The fundamental problem of Zero-Shot Learning (ZSL) is that the one-hot label space is discrete, which leads to a complete loss of the relationships between seen and unseen classes. Conventional approaches rely on using semantic auxiliary information, e.g. attributes, to re-encode each class so as to preserve the inter-class associations. However, existing learning algorithms only focus on unifying visual and semantic spaces without jointly considering the label space. More importantly, because the final classification is conducted in the label space through a compatibility function, the gap between attribute and label spaces leads to significant performance degradation. Therefore, this paper proposes a novel pathway that uses the label space to jointly reconcile visual and semantic spaces directly, which is named Attributing Label Space (ALS). In the training phase, one-hot labels of seen classes are directly used as prototypes in a common space, where both images and attributes are mapped. Since mappings can be optimized independently, the computational complexity is extremely low. In addition, the correlation between semantic attributes has less influence on visual embedding training because features are mapped into labels instead of attributes. In the testing phase, the discrete condition of label space is removed, and priori one-hot labels are used to denote seen classes and further compose labels of unseen classes. Therefore, the label space is very discriminative for the Generalized ZSL (GZSL), which is more reasonable and challenging for real-world applications. Extensive experiments on five benchmarks manifest improved performance over all of compared state-of-the-art methods.

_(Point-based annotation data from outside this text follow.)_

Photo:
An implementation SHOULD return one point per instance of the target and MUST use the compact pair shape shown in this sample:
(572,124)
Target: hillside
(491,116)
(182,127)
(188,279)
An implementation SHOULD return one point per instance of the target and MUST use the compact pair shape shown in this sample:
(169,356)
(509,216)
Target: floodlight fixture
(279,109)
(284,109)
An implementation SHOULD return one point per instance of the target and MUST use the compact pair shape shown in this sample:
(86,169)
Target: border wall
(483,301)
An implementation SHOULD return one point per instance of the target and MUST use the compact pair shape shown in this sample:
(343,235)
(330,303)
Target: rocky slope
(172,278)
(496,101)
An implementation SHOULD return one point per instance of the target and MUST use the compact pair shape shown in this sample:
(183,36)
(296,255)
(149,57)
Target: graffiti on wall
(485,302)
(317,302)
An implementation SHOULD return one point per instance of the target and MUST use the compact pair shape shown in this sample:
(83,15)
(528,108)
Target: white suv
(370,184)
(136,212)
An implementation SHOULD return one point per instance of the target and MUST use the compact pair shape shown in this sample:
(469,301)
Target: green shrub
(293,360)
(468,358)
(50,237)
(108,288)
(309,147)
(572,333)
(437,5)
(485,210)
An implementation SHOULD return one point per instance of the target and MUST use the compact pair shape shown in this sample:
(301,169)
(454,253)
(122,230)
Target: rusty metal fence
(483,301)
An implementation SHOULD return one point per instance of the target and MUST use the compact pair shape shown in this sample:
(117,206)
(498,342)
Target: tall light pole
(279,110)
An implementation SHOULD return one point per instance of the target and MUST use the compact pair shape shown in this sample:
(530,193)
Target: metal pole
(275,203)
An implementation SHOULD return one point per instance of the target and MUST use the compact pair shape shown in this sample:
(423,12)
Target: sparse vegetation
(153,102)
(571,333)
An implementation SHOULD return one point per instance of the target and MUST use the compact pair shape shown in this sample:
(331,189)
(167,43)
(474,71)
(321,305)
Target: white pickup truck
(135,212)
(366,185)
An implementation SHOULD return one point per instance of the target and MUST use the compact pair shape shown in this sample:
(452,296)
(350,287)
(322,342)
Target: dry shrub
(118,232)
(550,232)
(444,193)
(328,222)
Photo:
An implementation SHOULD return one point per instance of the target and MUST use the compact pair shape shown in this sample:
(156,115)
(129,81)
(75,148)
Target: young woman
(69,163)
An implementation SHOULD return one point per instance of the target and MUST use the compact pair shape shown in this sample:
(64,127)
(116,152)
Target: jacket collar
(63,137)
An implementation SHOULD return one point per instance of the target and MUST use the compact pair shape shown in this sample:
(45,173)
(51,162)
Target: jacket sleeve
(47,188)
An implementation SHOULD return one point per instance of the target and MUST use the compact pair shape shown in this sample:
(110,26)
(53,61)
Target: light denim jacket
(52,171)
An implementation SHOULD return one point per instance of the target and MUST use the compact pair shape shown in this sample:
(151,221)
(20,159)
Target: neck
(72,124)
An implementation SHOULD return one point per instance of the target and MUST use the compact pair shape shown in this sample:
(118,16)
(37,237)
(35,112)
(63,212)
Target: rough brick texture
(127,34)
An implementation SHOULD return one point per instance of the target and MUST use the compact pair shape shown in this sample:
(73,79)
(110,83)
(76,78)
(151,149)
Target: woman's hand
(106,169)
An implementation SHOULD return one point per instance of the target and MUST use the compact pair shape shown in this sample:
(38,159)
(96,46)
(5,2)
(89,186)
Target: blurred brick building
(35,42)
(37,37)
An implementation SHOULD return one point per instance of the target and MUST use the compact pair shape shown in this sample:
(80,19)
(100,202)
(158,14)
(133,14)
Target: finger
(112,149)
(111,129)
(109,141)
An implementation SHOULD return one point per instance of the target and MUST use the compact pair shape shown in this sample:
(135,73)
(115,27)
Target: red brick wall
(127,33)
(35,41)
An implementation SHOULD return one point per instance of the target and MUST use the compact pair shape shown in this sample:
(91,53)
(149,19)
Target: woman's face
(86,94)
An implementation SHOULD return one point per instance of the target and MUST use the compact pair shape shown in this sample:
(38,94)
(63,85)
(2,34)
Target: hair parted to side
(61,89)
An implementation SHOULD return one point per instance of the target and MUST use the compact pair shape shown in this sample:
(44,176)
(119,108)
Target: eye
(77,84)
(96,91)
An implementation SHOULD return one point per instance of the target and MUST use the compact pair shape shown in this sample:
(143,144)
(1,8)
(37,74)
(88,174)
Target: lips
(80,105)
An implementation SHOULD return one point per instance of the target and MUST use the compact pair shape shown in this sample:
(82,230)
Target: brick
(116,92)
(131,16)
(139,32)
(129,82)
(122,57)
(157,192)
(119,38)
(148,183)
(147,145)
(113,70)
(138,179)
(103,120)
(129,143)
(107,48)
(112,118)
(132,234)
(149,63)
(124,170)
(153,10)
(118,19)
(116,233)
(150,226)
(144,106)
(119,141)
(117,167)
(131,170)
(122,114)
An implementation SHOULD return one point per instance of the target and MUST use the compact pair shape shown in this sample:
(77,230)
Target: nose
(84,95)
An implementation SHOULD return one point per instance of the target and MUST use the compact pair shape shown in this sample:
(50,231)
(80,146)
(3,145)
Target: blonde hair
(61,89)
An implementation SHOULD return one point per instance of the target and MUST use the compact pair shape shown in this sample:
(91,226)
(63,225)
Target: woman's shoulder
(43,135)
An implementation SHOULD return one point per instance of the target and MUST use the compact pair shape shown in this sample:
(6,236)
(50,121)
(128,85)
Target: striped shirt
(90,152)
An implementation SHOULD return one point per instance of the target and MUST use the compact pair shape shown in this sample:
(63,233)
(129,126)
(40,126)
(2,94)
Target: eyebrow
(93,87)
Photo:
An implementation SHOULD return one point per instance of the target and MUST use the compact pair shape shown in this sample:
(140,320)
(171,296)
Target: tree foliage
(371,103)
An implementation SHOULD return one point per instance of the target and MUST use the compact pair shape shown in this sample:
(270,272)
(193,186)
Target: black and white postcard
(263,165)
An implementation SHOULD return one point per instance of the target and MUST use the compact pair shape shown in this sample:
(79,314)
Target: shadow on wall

零样本学习(ZSL)的基本问题在于独热标签空间是离散的,这导致已见类别和未见类别之间的关系完全丧失。传统方法依赖于使用语义辅助信息(例如属性)对每个类别进行重新编码,以保留类间关联。然而,现有的学习算法仅专注于统一视觉空间和语义空间,而未共同考虑标签空间。更重要的是,由于最终分类是通过兼容性函数在标签空间中进行的,属性空间和标签空间之间的差距导致性能显著下降。因此,本文提出了一种新颖的方法,即直接使用标签空间来联合协调视觉空间和语义空间,该方法被命名为属性标签空间(ALS)。在训练阶段,已见类别的独热标签直接用作公共空间中的原型,图像和属性都映射到该空间。由于映射可以独立优化,计算复杂度极低。此外,语义属性之间的相关性对视觉嵌入训练的影响较小,因为特征被映射到标签而不是属性。在测试阶段,去除了标签空间的离散条件,使用先验独热标签来表示已见类别,并进一步构成未见类别的标签。因此,标签空间对于广义零样本学习(GZSL)具有很强的区分性,这对于实际应用来说更合理且更具挑战性。在五个基准数据集上进行的大量实验表明,与所有比较的现有最先进方法相比,性能有所提高。